Back in the dot-com boom of the late 90s, many said a new economy loomed that invalidated all the old rules, and would soon cause big fast change. Economists or business experts who said otherwise just “didn’t get it”.
Just before the year 2000 crash, economists Carl Shapiro and Hal Varian published an excellent book, Information Rules, wherein they explained how old econ principles explained much of the new economy. Other economists explained how we had seem many prior “general purpose technologies” (GPTs) and understood how they took decades to have large wide impact. Extracting value from GPTs like steam, electricity, and PCs had required reorganizing processes and creating complementary capital.
These old school economists were basically right. While the internet did eventually have big impacts, it took a lot longer than enthusiasts said, and mostly took the forms that those old school experts suggested.
Since 1900, the world has now seen four roughly synched cycles of boom then bust of both the S&P500 and enthusiasm for automation, stock booms ending roughly ’29, ’73, ’00, and soon. I left grad school in ’84 to join the second to last boom, as an AI researcher til ’93, gullibly swallowing the hype then. Now I’m older and wiser and watching this current boom from the side. But I feel pretty confident that this one will play out like the others, and that its GPT will take decades to have its big impact. While I’m not personally tracking the tech details as much as I did last time, that isn’t actually needed to see the big picture here.
The big picture is that it will take decades for AI to have big econ impact. Yes even today millions are willing to pay roughly $10/mo, and many personal hours, to use LLMs. The question here is about vastly larger impact, for example enough to see noticeable effects on key GDP growth or workforce participation stats.
As GPTs are general, it is hard to predict details of their future applications. But you shouldn’t be trying to use those details; look instead for robust predictions and policies, that depend less on details.
For example, if you don’t have special expert insight, make flexible robust choices, not tied to specific scenarios. If there’s a risk of many losing their jobs all at once, set up robust insurance against that risk. If there’s a (small) risk of damage from self-improving AI agents, add extra legal liability in cases closer to that case. And to watch for AI maybe having huge impacts, track the key stats mentioned above, and factors that predict automation.
Now there are some today who know about GPT econ, yet still claim AI will have big fast impact. For example, Andrew McAfee:
Previous general-purpose technologies like the steam engine and electrification have brought their changes over decades. However, we anticipate that generative AI’s effects will be felt more quickly due to its ability to diffuse quickly via the internet and its ease of use owing to its natural language interface.

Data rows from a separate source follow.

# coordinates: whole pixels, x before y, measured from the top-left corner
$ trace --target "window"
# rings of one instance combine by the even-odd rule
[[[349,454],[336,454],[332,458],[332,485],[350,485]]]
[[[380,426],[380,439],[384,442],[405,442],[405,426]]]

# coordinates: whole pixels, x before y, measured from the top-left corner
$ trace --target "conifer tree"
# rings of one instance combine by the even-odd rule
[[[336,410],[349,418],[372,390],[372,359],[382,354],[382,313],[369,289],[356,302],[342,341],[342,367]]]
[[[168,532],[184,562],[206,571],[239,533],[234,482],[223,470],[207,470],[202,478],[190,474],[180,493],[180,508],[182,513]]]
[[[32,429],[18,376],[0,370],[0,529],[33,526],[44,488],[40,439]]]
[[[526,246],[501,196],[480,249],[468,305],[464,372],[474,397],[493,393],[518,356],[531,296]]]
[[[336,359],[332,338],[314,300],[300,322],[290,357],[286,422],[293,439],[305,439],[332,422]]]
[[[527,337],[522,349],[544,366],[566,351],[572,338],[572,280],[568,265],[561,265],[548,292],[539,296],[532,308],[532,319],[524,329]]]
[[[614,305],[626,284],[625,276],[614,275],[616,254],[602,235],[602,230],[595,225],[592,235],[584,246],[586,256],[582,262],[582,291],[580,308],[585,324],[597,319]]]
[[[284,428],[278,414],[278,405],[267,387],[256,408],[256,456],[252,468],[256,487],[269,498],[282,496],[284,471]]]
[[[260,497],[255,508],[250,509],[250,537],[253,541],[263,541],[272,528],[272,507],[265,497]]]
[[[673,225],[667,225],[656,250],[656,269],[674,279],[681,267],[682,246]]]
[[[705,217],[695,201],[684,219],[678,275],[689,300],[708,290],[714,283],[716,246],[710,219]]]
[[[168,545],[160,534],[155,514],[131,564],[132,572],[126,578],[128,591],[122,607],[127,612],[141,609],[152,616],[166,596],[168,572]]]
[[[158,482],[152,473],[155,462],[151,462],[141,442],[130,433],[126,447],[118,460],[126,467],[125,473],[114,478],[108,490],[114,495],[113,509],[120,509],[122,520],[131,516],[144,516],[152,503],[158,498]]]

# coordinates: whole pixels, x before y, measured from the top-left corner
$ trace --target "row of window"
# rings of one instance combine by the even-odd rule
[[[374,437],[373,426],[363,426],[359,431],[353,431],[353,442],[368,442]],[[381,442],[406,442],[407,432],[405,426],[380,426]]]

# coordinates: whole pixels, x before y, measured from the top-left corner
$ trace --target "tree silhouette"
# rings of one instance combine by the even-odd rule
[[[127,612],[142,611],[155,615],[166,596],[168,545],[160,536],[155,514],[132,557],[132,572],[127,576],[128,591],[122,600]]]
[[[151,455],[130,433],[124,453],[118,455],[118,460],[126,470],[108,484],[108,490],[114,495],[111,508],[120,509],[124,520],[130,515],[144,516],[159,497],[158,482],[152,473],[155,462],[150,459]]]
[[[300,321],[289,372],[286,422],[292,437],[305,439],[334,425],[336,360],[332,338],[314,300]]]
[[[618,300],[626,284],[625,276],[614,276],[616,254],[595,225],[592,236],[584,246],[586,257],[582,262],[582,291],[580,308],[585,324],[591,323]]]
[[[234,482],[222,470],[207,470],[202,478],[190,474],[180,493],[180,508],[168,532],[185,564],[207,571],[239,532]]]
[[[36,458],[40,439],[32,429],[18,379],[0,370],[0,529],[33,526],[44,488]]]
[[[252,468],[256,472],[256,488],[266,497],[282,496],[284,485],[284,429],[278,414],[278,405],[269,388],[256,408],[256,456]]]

But successfully adding econ value via AI requires lots more than using language and being available on the internet! Many have reported finding this task to be quite hard.
My view here is just common sense, using standard econ. But you won’t hear it much in MSM, social media, or keynote speeches. Those rewards go more to those who make more dramatic forecasts. As they have for centuries.

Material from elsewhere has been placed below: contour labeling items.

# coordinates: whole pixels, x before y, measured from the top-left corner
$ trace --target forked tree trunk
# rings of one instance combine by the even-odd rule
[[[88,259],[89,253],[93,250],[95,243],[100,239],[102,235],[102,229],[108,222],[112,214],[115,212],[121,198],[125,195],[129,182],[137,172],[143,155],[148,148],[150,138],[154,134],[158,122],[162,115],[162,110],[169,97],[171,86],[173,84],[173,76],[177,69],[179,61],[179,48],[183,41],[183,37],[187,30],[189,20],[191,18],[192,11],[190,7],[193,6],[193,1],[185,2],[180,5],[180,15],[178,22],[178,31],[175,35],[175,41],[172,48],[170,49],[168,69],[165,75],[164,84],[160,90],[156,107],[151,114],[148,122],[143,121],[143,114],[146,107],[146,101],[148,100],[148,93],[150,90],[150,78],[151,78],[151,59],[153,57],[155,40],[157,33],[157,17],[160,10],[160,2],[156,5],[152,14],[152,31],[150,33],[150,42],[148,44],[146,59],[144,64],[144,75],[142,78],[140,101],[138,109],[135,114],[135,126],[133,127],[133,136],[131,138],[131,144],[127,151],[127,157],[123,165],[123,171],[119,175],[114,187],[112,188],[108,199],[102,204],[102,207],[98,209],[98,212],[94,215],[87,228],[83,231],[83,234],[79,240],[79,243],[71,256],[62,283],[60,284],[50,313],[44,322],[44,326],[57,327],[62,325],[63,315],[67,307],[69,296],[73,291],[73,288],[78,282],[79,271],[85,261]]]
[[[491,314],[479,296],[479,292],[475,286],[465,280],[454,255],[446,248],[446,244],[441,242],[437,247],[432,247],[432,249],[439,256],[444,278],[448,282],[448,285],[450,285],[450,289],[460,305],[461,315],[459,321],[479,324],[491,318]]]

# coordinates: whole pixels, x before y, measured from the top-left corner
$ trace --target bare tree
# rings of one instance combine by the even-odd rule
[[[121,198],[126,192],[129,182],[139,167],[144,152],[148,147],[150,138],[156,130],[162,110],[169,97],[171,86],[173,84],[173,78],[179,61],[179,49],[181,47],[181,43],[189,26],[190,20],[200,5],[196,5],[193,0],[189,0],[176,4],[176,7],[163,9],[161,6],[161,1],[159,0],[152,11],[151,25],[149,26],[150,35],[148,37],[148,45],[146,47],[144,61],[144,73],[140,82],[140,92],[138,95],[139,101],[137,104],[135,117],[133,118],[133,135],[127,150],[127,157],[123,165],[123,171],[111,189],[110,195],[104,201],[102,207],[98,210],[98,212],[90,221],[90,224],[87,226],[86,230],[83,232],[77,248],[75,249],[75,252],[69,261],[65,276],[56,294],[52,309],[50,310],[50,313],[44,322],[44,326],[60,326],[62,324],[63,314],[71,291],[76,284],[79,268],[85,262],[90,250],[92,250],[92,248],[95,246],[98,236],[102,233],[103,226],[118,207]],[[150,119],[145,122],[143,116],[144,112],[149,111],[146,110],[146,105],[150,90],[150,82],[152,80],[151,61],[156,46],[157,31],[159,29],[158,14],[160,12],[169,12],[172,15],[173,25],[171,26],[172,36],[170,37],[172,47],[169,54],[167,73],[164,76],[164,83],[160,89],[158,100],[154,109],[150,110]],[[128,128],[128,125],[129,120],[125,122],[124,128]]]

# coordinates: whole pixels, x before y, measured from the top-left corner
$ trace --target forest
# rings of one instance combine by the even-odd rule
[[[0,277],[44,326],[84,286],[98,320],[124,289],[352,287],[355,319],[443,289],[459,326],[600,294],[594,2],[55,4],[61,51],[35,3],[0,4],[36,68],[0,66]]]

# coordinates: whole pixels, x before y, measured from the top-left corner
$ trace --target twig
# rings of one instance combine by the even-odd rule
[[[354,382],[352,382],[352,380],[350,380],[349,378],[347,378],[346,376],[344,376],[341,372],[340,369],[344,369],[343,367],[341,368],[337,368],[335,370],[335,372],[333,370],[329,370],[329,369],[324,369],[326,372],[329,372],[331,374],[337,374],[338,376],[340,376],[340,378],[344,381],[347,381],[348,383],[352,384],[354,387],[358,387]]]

Yes, we will likely eventually have transformative AI, though we might not get there before an innovation pause due to population fall. We might want to think about that in advance, like I did in my book Age of Em. Though using a sacred-AGI concept to do so is not realistic. Realize that AIs will eventually be our mind children, and for a best shot at fixing cultural drift they should be free to face Malthusian wages and evolve their own cultures.
Another way to look at this is just the markets. OpenAI is worth $300B, the rest of the private AI companies are worth maybe $200B combined. Plus some of the Google, Nvidia, etc market caps can be ascribed to AI. This all adds up to, AI is expected to be a big deal, but not "industrial revolution packed into the 10 years" big.
With most major innovations we tend to overestimate the short-term impact and underestimate the long-term impact.
There is the long, slow work of incorporating a new technology into how people (and businesses) function. One common example is the interstate highway system, which was created in the 50s and 60s but didn't have its full effect on logistics until the 80s and 90s. At some point AI might be smart enough to do some of that process re-engineering itself, but that's a long way off.